Frick Art and Historical Center
7227 Reynolds St
Pittsburgh, PA 15208
Much of Pittsburgh’s Millionaire’s Row has been demolished and replaced with apartment buildings, smaller houses, businesses, etc. So it is delightful to have an intact residence, wonderfully maintained and restored, to exemplify the period from 1882-1905. Industrialist Henry Clay Frick (1849-1919) made a fortune from coal and steel. Frick’s taste in art was typical of many industrialist collectors of Gilded Age America. Many of the pieces are by 19th-century European artists. His daughter Helen Clay Frick (1888-1984) assembled her own collection. You can visit their mansion and see their collection at the art gallery adjacent to the property. Believe it or not, the garage is amazing. It houses an automobile museum that includes the original HJ Heinz car painted in ketchup red and pickle green. Clayton also has its own Victorian glass house, cafe and children’s theater.
1375 Washington Pike
Bridgeville, PA 15017
If a general and commander of Fort Pitt is a founder of Pittsburgh, then his home belongs on this list. Visiting John and Winifred Oldham Neville’s house in Collier Township is like taking a trip back to the 18th century. While many grand old mansions no longer stand, Woodville has been lovingly restored and preserved for the benefit of generations to come. In addition to considering a tour, be sure to check the list of special events and classes that are available at the property.
Rankin and Braddock, PA
Once the heart of US Steel’s Homestead Works, the Carrie Furnace preserves the memory of Pittsburgh’s steel and iron making. The furnaces operated from 1907-1978. Today, the site has been designated as one of the focal points for Homestead Works National Park. It was back-breaking work that put food on the table. Men worked hard in the mills. Labor unions were born and Pittsburgh became the Fortune 500 capital of the world. After visiting the Carrie Furnace, you may want to learn more about the steel industry. It’s recommended that you visit nearby Rivers of Steel.
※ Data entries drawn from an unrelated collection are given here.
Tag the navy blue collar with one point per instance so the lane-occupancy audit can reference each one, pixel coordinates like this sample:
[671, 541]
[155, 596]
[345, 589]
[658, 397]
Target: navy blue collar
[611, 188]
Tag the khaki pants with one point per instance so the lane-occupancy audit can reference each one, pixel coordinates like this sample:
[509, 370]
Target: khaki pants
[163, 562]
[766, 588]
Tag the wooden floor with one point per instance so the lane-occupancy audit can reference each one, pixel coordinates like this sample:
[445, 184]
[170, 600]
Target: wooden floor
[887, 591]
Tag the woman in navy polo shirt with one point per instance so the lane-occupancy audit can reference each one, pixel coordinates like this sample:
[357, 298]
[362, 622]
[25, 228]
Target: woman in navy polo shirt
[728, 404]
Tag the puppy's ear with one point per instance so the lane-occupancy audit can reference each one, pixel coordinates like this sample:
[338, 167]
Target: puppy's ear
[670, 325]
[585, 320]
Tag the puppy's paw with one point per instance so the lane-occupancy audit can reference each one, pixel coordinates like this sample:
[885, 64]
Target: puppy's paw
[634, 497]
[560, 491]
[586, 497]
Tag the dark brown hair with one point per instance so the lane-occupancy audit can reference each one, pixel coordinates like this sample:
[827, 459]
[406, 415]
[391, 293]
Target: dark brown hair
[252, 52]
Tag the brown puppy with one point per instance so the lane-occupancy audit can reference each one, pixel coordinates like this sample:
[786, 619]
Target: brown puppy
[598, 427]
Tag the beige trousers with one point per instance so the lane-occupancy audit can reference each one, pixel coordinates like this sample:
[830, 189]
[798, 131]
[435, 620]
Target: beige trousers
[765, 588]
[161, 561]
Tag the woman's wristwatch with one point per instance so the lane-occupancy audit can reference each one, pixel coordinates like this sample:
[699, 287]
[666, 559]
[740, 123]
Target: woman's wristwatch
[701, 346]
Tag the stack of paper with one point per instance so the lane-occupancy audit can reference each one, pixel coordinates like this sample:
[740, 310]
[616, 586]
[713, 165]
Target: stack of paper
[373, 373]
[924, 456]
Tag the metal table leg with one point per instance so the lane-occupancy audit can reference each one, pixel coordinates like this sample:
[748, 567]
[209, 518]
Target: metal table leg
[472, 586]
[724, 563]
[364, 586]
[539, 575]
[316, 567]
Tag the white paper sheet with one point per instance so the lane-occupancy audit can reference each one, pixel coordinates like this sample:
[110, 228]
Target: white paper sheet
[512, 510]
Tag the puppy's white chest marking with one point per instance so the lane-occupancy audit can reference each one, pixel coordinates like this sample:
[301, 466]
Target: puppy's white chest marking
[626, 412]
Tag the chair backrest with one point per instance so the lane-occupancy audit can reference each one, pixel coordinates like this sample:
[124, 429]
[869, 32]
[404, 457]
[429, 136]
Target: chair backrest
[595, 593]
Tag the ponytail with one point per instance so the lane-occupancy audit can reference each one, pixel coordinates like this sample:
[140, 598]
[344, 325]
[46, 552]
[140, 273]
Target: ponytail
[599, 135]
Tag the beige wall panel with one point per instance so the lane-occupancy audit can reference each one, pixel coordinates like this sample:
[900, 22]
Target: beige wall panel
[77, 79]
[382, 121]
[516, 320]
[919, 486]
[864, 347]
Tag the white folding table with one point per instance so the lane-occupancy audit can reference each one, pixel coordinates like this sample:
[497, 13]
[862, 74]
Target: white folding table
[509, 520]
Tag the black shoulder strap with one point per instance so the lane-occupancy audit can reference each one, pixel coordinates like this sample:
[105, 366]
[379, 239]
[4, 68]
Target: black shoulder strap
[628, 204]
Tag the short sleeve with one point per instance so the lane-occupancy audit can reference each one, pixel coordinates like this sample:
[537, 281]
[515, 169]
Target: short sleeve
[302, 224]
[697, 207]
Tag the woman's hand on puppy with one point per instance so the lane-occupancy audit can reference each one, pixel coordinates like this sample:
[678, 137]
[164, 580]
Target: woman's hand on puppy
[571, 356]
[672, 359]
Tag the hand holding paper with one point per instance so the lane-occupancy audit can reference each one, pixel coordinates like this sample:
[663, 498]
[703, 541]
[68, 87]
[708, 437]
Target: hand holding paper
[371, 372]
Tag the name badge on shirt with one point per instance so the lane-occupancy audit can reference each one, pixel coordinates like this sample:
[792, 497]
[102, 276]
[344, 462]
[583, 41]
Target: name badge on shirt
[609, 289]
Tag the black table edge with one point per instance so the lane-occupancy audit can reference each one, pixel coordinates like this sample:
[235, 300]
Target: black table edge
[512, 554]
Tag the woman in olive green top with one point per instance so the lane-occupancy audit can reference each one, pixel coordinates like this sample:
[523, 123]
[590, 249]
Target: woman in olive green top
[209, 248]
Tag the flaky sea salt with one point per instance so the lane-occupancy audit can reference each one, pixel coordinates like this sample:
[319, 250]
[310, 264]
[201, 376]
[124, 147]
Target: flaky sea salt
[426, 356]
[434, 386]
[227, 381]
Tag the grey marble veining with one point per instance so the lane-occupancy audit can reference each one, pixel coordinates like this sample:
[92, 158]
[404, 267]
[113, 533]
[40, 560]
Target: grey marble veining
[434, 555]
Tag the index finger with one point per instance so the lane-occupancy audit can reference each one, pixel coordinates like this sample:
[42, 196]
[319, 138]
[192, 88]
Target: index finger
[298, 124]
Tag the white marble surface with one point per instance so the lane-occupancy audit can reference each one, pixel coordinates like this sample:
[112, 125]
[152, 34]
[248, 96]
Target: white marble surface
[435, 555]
Meadowcroft Rockshelter and Historic Village
401 Meadowcroft Road
Avella, PA 15312
Travel back in history to a prehistoric Indian village. Just an hour from downtown Pittsburgh is a national landmark that celebrates the heritage of the Paleo-Indians and the Native American Indians who lived in western Pennsylvania before it was discovered by George Washington. Learn how these people lived and survived, what tools they used and what they ate Would you like to try your hand at spear throwing? Did you ever wonder how people lived in our area before the Europeans arrived? A visit to Meadowcroft Rockshelter will give you the opportunity to experience the hunter-gatherer lifestyle that dominated our region as far back as 19,000 years ago.